Libra esterlina: riscos políticos e incerteza geopolítica

Na semana passada, a libra esterlina apresentou volatilidade limitada, sendo negociada dentro de uma faixa estreita. A ausência de notícias econômicas domésticas relevantes deslocou o foco para os resultados das eleições locais.

A pesada derrota do Partido Trabalhista, que perdeu cerca de 1.500 cadeiras, colocou os riscos políticos em evidência. A pressão sobre o líder do partido, Keir Starmer, está aumentando.

O mercado acompanha atentamente quaisquer sinais de possíveis concorrentes fortes à liderança ou mudanças na direção política. A principal questão é como o mercado reagirá a essa incerteza política: continuará vendo-a como um fator de suporte (por meio do fechamento de posições de vendas e da redução das expectativas de prêmio de risco) ou começará a precificar um prêmio de risco mais persistente?

O crescimento econômico do Reino Unido está em trajetória de desaceleração: O PIB cresceu 1% na comparação anual e 0,1% na trimestral. O mercado imobiliário também mostra uma queda perceptível.

Os números inesperadamente altos do PMI de abril levantam questionamentos. Existem dúvidas sobre a sustentabilidade desse crescimento, considerando os futuros custos de energia para as empresas. Esses números elevados podem refletir pedidos feitos em meio ao pânico diante de uma esperada escassez de oferta.

O desenvolvimento futuro da situação dependerá em grande parte dos preços da energia e da situação no Estreito de Ormuz. Se o estreito permanecer fechado por várias semanas, o Bank of England provavelmente elevará os juros pelo menos duas vezes, possivelmente até três vezes, ainda este ano.
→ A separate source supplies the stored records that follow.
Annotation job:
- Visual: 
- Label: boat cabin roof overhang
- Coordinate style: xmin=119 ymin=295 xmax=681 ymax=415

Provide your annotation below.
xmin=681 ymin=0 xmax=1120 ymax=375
A postura inflexível do Irã — exigindo compensações, reconhecimento do controle sobre o Estreito de Ormuz e suspensão das sanções — combinada com a posição de Teerã, considerada inaceitável por Donald Trump, mantém um elevado grau de incerteza.

Em relação à inflação, a situação pode evoluir em duas direções opostas. Embora o mercado aposte que um tratado de paz será de fato assinado, caso isso não aconteça, a inflação, segundo previsões do Instituto Nacional de Pesquisa Econômica e Social (NIESR), poderá atingir entre 5% e 6% até o fim do ano e continuar subindo em 2027.

Não é preciso dizer que esse cenário levaria qualquer economia a uma depressão, já que a inflação aumentaria ao mesmo tempo em que a demanda do consumidor cairia e o PIB recuaria. Atualmente, o Banco da Inglaterra está orientado para o Cenário B (conforme mencionado na análise anterior), mas os acontecimentos começam a evoluir para o pior cenário possível, no qual a derrota do Partido Trabalhista nas eleições é apenas mais um passo.

A posição líquida de venda na libra esterlina aumentou em US$ 0,3 bilhão na semana reportada, atingindo -US$ 5,4 bilhões, enquanto o posicionamento especulativo permanece baixista e o preço calculado continua em queda consistente.

Embora a libra esteja se mantendo próxima dos níveis observados antes do conflito no Oriente Médio, seu potencial para novas altas parece esgotado. Um avanço nas negociações entre EUA e Irã pode provocar um impulso temporário no sentimento do mercado e levar a libra acima da máxima mais próxima em 1,3658. No entanto, esperar um forte movimento impulsivo de alta seria imprudente.

O cenário mais provável é que a máxima atual já tenha sido formada e que o par comece a virar para baixo em direção à região de 1,3450/70. Os próximos movimentos dependerão dos acontecimentos no Oriente Médio e de uma possível escalada da crise política interna.